A Flexible Input Mapping System for Next-Generation Virtual Reality Controllers
Round 1
Reviewer 1 Report
In the paper, the authors examine an input mapping system that can transform various input signals from next-generation virtual reality devices to suit existing virtual reality contents. The work is clear and accurate while being interesting, relevant to its research field. It may be suggested for publication after revision into journal format.
Author Response
Thank you for taking your valuable time to review this paper. The paper was corrected by native speakers through a professional calibration company, after reflecting the all reviewer's comments.
Reviewer 2 Report
This paper proposes an input mapping system from "next-generation" VR devices to standard inputs.
The paper is very hard to understand due to the low quality of the English writing. I assume the authors are not native English speakers and so it is understandable to have a lower quality English writing, but in this case this may have affected my evaluation of the paper. I would suggest that authors try to engage a native speaker to review the writing.
After reading the paper, I was left with several questions that I believe should be addressed.

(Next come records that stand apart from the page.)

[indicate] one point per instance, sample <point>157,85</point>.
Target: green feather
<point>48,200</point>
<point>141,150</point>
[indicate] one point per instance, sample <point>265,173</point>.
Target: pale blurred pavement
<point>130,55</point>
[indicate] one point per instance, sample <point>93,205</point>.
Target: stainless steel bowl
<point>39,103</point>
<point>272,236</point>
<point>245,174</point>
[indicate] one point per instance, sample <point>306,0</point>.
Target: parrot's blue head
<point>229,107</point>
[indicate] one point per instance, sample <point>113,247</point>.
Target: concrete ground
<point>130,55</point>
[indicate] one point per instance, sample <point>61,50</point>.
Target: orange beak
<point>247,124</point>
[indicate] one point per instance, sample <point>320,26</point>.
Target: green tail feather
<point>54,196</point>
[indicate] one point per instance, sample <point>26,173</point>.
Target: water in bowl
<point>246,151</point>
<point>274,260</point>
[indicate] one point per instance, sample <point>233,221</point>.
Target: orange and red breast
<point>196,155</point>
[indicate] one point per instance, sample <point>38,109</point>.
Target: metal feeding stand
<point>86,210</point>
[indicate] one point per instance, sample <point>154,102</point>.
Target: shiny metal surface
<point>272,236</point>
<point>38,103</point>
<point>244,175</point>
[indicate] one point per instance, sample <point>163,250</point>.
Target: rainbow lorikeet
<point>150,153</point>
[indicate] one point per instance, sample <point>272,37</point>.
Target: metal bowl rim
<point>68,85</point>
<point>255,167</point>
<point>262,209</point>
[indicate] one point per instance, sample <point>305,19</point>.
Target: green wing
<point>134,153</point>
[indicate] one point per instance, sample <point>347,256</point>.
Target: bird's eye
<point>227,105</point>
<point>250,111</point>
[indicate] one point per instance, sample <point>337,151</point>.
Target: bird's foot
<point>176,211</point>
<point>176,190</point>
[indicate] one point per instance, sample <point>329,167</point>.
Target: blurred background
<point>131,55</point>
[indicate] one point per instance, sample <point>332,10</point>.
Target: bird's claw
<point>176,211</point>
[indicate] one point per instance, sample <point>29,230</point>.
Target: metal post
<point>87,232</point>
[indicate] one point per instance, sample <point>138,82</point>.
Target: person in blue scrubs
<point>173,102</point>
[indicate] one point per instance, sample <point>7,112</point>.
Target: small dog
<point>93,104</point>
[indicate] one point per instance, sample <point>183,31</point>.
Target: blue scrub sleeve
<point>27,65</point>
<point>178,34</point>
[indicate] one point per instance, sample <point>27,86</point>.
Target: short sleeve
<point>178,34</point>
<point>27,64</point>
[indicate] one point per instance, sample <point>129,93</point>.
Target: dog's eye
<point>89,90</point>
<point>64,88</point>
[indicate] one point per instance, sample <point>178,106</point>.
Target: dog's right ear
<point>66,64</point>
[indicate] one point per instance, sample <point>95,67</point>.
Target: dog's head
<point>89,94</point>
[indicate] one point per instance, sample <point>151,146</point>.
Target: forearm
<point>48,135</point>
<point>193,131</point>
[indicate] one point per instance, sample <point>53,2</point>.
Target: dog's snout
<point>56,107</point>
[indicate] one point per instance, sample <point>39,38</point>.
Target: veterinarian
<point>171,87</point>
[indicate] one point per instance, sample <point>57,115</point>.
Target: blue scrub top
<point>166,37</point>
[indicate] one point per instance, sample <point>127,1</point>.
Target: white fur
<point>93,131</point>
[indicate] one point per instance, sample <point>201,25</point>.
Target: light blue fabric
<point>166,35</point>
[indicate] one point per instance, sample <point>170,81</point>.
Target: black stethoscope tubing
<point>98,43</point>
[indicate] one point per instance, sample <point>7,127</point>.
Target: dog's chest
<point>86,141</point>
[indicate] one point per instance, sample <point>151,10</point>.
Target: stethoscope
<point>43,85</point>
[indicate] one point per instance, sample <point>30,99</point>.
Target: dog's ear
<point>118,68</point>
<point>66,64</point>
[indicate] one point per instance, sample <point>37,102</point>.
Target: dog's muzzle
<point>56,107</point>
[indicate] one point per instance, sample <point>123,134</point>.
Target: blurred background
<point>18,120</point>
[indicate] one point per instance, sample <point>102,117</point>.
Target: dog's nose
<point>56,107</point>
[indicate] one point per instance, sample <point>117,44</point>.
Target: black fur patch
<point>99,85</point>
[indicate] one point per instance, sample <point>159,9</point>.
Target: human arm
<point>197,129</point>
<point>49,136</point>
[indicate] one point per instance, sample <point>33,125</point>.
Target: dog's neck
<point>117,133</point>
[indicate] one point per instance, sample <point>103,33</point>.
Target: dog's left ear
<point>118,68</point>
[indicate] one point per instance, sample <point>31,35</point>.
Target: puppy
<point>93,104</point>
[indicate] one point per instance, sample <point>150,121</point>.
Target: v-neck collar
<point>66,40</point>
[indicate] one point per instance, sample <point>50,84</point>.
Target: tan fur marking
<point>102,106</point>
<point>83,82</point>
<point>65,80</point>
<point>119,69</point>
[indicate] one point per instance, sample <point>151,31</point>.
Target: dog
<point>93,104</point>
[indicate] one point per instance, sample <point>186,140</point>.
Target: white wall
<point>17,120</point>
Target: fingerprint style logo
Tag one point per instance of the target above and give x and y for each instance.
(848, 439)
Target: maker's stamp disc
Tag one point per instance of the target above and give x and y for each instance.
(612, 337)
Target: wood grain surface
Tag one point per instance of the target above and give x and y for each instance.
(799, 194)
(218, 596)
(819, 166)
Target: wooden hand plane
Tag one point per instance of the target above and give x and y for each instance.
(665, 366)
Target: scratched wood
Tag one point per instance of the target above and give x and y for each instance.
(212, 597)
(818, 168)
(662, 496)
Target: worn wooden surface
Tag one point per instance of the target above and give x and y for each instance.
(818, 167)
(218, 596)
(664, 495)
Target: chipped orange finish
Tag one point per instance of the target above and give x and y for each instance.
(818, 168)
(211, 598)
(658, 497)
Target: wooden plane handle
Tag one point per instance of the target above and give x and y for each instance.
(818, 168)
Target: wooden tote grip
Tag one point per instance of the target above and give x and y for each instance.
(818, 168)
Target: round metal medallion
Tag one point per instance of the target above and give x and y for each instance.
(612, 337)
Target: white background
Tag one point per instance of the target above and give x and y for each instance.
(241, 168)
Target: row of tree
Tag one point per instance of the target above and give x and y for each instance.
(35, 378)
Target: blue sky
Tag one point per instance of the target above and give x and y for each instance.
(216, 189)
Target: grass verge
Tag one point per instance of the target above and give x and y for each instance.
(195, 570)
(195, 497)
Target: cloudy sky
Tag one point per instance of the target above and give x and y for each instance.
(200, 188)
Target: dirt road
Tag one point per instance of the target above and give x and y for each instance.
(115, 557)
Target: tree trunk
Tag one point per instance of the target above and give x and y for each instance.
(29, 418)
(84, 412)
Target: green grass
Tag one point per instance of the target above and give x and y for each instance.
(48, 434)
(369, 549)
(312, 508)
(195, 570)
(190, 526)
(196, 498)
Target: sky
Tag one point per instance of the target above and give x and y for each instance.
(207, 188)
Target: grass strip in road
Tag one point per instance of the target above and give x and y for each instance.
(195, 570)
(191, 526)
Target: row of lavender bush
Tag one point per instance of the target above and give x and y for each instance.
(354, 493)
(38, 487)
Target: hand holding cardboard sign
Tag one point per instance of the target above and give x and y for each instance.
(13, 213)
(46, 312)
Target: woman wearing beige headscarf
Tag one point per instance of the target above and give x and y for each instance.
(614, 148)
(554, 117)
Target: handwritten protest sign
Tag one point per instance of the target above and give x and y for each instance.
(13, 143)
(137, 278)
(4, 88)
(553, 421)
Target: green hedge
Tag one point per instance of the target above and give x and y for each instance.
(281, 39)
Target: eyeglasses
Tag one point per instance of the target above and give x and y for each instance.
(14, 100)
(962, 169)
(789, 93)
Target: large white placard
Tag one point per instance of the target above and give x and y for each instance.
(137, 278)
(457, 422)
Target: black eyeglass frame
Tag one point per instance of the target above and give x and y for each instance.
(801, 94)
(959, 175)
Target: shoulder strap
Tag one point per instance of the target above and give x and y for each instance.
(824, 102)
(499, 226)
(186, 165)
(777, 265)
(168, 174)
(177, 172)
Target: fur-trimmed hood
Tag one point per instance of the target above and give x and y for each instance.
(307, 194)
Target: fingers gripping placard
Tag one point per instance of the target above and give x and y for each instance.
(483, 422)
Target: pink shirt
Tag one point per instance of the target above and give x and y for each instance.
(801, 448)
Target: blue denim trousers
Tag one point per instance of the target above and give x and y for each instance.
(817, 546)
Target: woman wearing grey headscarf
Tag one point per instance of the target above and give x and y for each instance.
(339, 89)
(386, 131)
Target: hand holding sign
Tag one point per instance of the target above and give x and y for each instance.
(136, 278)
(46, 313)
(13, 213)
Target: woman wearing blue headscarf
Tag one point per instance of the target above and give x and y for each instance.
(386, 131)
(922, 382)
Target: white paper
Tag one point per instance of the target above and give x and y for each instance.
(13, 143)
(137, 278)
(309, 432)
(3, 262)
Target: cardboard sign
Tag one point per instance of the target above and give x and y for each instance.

The first question is the argument for the need of this input mapping system. To me, the argument is not very compelling. Authors state that "...controllers that are not compatible with existing virtual reality content have to take significant risks until commercialization." On the one hand, new devices appear every day and many make their way into commercial/consumer applications. So what is the problem, exactly? On the other hand, authors state that "map streams of new input devices to standard input events for use in existing content". We don't really want to use these new devices to interact in the same way we interact while using other standard devices. What is the point of using a Leap Motion device in replacement of a mouse? Of course there is a small gain (for the manufacturer) in emulating standard devices, but that is not the purpose of introducing a new device.
Authors state that "Input methods using gesture recognitions are widely used in modern PC and VR devices as well as mobile phones and portable game consoles, such as Figure 1." Is not this against your own argument? If these non-standard controllers are being widely used, what is the problem this paper is trying to solve?
"However, not all devices provide plug-ins for engines. If the plug-in is not provided, content developers must implement custom input manager directly on the engine using SDK provided by the device" Is not this a problem for the manufacturer to solve, if they wish to be successfull?
Another question is that authors do not review previous attempts at input mapping. There have been many proposals for input mapping in very different areas. These are completely ignored in this paper. I think authors should do a proper review of the literature and place their proposal within the vast literature that has proposed similar solutions. I see no novelty here. Not scientifically, nor from an engineering point of view.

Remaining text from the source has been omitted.